Juntar o leite, o coco ralado e, por fim, o queijo ralado. Envolver bem. Colocar a massa folhada numa forma de tarte e espalhar o recheio.
Levar ao forno por cerca de 25 minutos, até a tarte estar cozida e dourada.Retirar do forno e reservar.
Para preparar o merengue, bata as claras em castelo, misturando o açúcar aos poucos.
Quando formar picos, misture o creme tártaro e o vinagre balsâmico e continue a bater até os ingredientes se misturarem. O merengue deve fazer ficar brilhante e formar ligeiros picos. Cubra a tarte com este preparado e leve de novo ao forno a 180ºC, durante 5 minutos.
As simple as that!
Notas:
- Creme Tártaro, ou Cremor Tártaro
Nos livros de Culinária antigos, este termo é referido muitas vezes, normalmente associado ao acto de bater claras em castelo, mas, pesquisando e lendo um pouco mais sobre o assunto, percebe-se que o mesmo tem muito mais aplicações.

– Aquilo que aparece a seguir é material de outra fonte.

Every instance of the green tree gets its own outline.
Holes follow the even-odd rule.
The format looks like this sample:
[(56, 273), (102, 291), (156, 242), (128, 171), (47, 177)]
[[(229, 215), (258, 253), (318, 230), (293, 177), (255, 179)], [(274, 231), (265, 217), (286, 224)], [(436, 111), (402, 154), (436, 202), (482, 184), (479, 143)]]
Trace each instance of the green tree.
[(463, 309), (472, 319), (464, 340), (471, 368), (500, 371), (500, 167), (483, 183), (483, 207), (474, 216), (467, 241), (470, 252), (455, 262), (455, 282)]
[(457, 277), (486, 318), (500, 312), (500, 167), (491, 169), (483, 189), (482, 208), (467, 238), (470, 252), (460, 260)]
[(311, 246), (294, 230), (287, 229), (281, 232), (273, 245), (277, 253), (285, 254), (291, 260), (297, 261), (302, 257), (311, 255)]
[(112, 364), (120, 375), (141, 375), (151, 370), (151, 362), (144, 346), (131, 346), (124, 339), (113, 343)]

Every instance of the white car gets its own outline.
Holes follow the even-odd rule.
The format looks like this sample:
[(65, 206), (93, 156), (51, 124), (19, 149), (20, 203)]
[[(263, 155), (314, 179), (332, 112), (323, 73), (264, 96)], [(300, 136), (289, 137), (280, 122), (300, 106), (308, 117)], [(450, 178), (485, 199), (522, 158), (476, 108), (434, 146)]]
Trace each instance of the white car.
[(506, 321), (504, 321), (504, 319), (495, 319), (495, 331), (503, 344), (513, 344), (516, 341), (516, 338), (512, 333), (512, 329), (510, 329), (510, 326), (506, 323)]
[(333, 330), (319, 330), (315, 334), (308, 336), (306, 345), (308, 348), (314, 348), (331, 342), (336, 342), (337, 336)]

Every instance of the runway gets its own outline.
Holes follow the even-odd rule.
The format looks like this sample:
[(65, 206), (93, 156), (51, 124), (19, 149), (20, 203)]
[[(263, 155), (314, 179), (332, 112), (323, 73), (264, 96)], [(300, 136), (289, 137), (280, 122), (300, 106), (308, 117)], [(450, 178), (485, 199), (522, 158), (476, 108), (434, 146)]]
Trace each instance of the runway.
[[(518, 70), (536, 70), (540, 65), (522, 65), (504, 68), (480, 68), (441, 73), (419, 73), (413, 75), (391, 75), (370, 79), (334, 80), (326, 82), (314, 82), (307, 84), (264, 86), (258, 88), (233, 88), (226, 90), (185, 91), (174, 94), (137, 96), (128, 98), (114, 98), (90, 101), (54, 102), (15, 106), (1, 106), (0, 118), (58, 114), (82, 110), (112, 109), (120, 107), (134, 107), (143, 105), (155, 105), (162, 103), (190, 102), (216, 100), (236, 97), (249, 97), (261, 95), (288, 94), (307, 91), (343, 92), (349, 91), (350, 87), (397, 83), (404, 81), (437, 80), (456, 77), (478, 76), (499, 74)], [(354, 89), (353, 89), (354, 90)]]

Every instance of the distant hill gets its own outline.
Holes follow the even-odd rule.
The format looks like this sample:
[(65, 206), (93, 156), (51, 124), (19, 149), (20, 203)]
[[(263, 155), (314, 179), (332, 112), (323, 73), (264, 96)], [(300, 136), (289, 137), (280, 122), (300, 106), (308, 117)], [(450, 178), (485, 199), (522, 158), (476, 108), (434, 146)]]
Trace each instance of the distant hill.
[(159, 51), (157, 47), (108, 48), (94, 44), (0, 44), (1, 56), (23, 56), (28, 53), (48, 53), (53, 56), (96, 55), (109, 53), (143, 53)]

Bitartarato de potássio, ou hidrogeno tartarato de potássio, de seu nome científico, é um derivado de um ácido orgânico (Ácido Tartárico), que se obtém de diversas frutas, nomeadamente das uvas, bananas e tamarindos. É um sal isento de sódio bastante utilizado na cozinha, principalmente em confeitarias e padarias.
Aplicação em alimentos:
- Retarda a cristalização de caldas de açúcares e atua também como secante para rebuçados e suspiros.
- Estabiliza claras de ovos, aumentando sua tolerância ao calor e o seu volume.
- Reduz a descoloração de hortaliças, que passem por processo de cozimento em água a ferver.
- Em combinação com o bicarbonato de sódio (o qual necessita de um ingrediente ácido para ativar-se), em formulações de “fermento químico”.
- É também usado em combinação com cloreto de potássio para fabricar substitutos de sal isentos de sódio.
- É um antioxidante natural.
Curiosidades:
- Torna-se roxo ao ser colocado sobre chama directa, devido à presença do potássio.
- Aplicado na indústria metalúrgica para limpeza de metais.
- Segundo a Dr. Janet Starr Hull, cremor de tártaro é uma ajuda para aqueles que queiram deixar de fumar, pois, segundo ela, repõe o potássio que é roubado do sistema cardiovascular e regula o PH do corpo, que normalmente fica muito ácido, quando as toxinas do cigarro estão presentes.
Vende-se em farmácias ou em lojas especializadas em produtos para cakedesign.